Previous studies that have designed decision support systems, have mainly used H&E stained biopsy material for discriminating between normal, benign and malignant CRC tissues [11,12,13,14,15,16,17,18,19,20,21,22,23,24,25,26,27,28,29]. Regarding the discrimination between grades in CRC lesions, in one study by Awan et al. [27], the authors have examined the discrimination between low- and high-grade CRC lesions. The authors have used images from H&E tissue slides and have employed morphology features, the SVM classifier and a threefold cross validation method to distinguish between normal, low-grade and high-grade lesions reaching discrimination precision of 91%. We have used a more elaborate and computer processing demanding method of validation, the bootstrapping cross-validation method with multiple experimentation, so that to get a good representative estimate (86% overall accuracy) on to how our sML-system would perform on new, unseen by the system, data.

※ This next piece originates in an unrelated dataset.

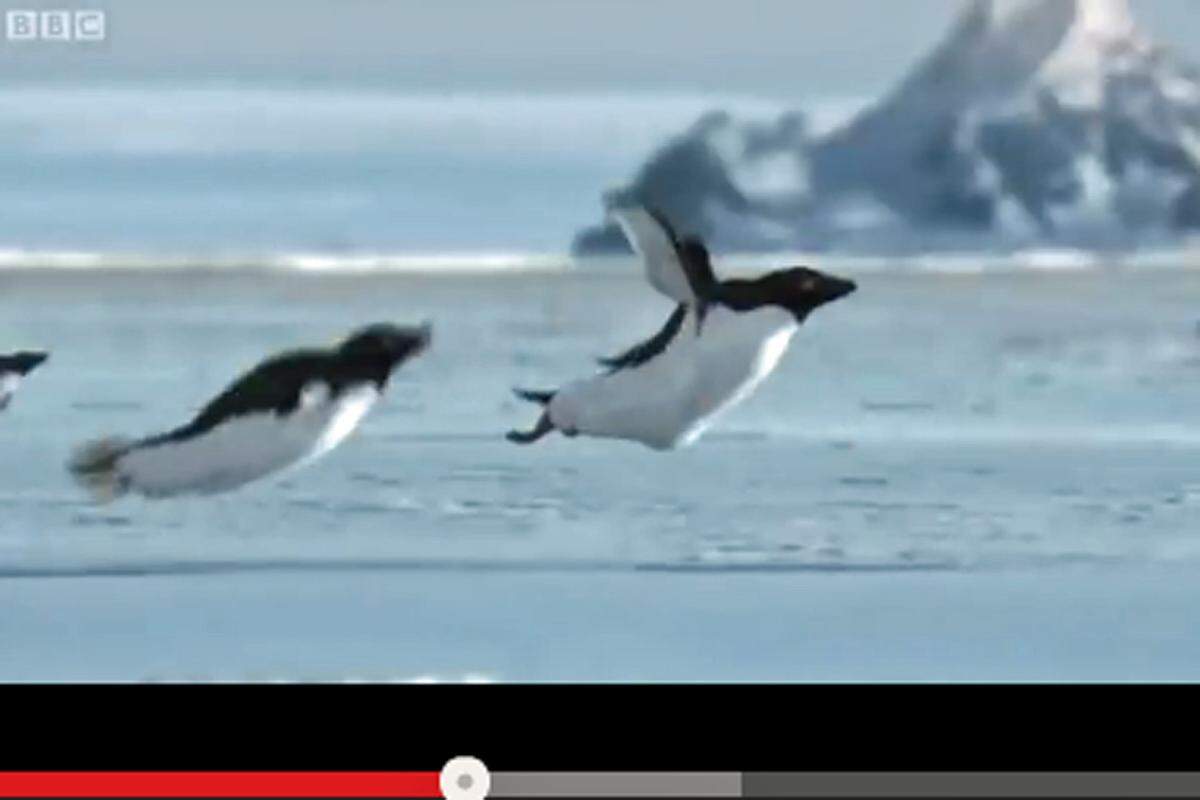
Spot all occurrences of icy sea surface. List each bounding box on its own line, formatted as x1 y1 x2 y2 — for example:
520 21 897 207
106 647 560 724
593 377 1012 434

Regarding the use of IHC-staining in the discrimination of colorectal lesions, Esgiar et al. [56] have used images of IHC stained biopsy specimens for cytokeratins to differentiate normal from cancerous colon mucosa. The authors have employed the linear discriminant analysis and, alternatively, the KNN classifier, six (6) textural features from the co-occurrence matrix, and half the dataset were used to design the classifiers and the other data half to test the classifiers’ performance. They have achieved an overall accuracy of about 90%. In a later study by the same group [15], the authors have designed a decision support system for discriminating normal mucosa from adenocarcinomas. The authors have employed the KNN classifier, the fractal dimension, the correlation, and the entropy features, and they have achieved about 94% overall accuracy by using the LOO evaluation method. In the present study, we have used images from AIB1, IHC-stained, biopsy material, captured at different lens magnifications similar to those used by physicians, to discriminate between LG_CRC and HG_CRC lesions, we have tested a large number of intensity, textural, and colour features, we have experimented with a large number of readily available classifiers, and we have achieved discrimination accuracies of 92.5%, using the LOO evaluation method and about 86% using the bootstrapping evaluation method. The features that produced the best classifier design express important properties that facilitate the differentiation between the two classes, LG_CRC and HG_CRC.

To deal with the sML-system’s design high dimensionality and excessive computer processing time demands, we have employed GPU and CUDA technologies for programming the multiprocessors of the Nvidia graphics card to execute concurrently similar tasks. This provision rendered plausible for us to experiment with different classifiers, to fine-tune the classifier of choice (PNN), and to achieve optimal sML-system design by testing a multitude of feature combinations. However, it has to be stressed that once the optimum sML-system has been designed it can operate on an ordinary desktop computer. This allows for the sML-system to be easily transferred into different work environments, such as histopathology laboratories, using inexpensive computer technology.

In conclusion, we employed digital images of AIB1 stained colorectal cancer lesions to construct a high-performance hybrid deep learning system, based on the pre-trained VGG16 convolution neural network, for discriminating between low-grade and high-grade CRC lesions with high accuracy (99.1%). In addition, we designed a supervised machine learning system, using a combination of eight features that quantify intensity, texture, and colour image properties, to discriminate between LG_CRC and HG_CRC with and accuracy of 92.5%. Those image properties indicate that the HG_CRC lesions are characterized by (i) loss in the definition of structures, (ii) coarser texture in larger structures, (iii) hazy formless texture, (iv) lower AIB1 uptake, (v) lower local correlation, and (vi) slower varying image contrast.